What’s new

v0.2.6 (June 2019)

Bugfixes

  1. Fixed major error in two-sided p-value for Wilcoxon test (pingouin.wilcoxon()), the p-values were accidentally squared, and therefore smaller. Make sure to always use the latest release of Pingouin.

  2. pingouin.wilcoxon() now uses the continuity correction by default (the documentation was saying that the correction was applied but it was not applied in the code.)

  3. The show_median argument of the pingouin.plot_shift() function was not working properly when the percentiles were different that the default parameters.

Dependencies

  1. The current release of statsmodels (0.9.0) is not compatible with the newest release of Scipy (1.3.0). In order to avoid compatibility issues in the pingouin.ancova() and pingouin.anova() functions (which rely on statsmodels for certain cases), Pingouin will require SciPy < 1.3.0 until a new stable version of statsmodels is released.

New functions

  1. Added pingouin.chi2_independence() tests.
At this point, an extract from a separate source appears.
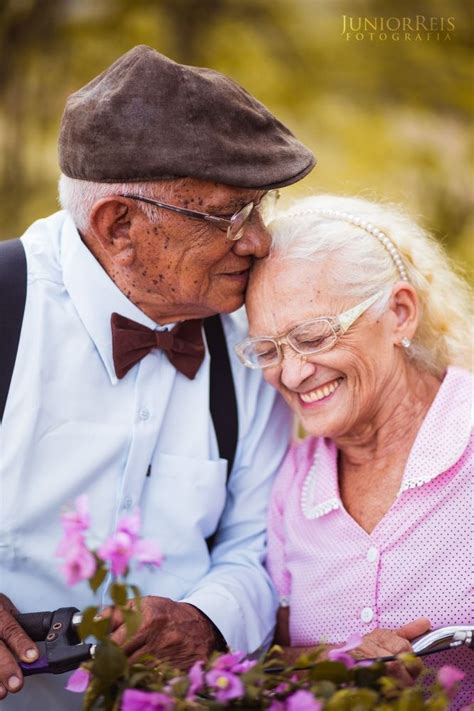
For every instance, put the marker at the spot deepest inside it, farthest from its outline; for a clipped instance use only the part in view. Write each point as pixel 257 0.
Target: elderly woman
pixel 357 318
  2. Added pingouin.chi2_mcnemar() tests.

  3. Added pingouin.power_chi2() function.

  4. Added pingouin.bayesfactor_binom() function.

Enhancements

  1. pingouin.linear_regression() now returns the residuals.

  2. Completely rewrote pingouin.normality() function, which now support pandas DataFrame (wide & long format), multiple normality tests (scipy.stats.shapiro(), scipy.stats.normaltest()), and an automatic casewise removal of missing values.
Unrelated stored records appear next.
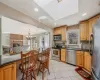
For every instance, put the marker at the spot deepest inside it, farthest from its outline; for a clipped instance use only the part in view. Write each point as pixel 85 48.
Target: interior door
pixel 96 50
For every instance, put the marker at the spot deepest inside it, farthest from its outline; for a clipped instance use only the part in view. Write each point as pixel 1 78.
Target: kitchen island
pixel 9 67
  3. Completely rewrote pingouin.homoscedasticity() function, which now support pandas DataFrame (wide & long format).

  4. Faster and more accurate algorithm in pingouin.bayesfactor_pearson() (same algorithm as JASP).
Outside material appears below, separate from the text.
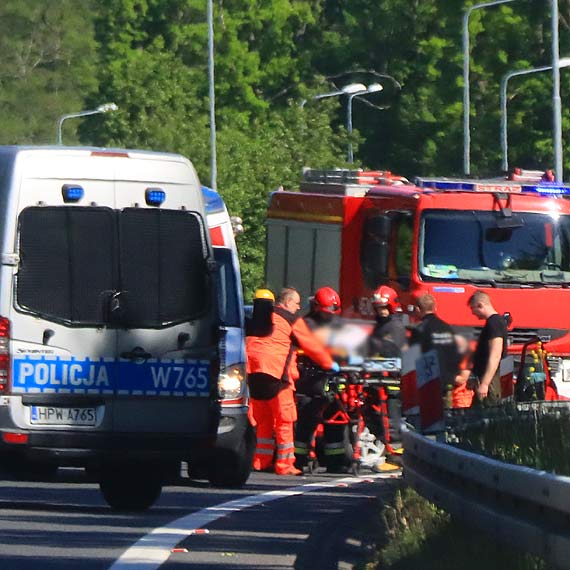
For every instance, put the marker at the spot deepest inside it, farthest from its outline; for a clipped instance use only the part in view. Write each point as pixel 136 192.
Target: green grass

  5. Support for one-sided Bayes Factors in pingouin.bayesfactor_pearson().

  6. Better handling of required parameters in pingouin.qqplot().

  7. The epsilon value for the interaction term in pingouin.rm_anova() are now computed using the Greenhouse-Geisser method instead of the lower bound. A warning message has been added to the documentation to alert the user that the value might slightly differ than from R or JASP.

Note that d. and e. also affect the behavior of the pingouin.corr() and pingouin.pairwise_corr() functions.

Contributors

v0.2.5 (May 2019)

MAJOR BUG FIXES

  1. Fixed error in p-values for one-sample one-sided T-test (pingouin.ttest()), the two-sided p-value was divided by 4 and not by 2, resulting in inaccurate (smaller) one-sided p-values.

  2. Fixed global error for unbalanced two-way ANOVA (pingouin.anova()), the sums of squares were wrong, and as a consequence so were the F and p-values. In case of unbalanced design, Pingouin now computes a type II sums of squares via a call to the statsmodels package.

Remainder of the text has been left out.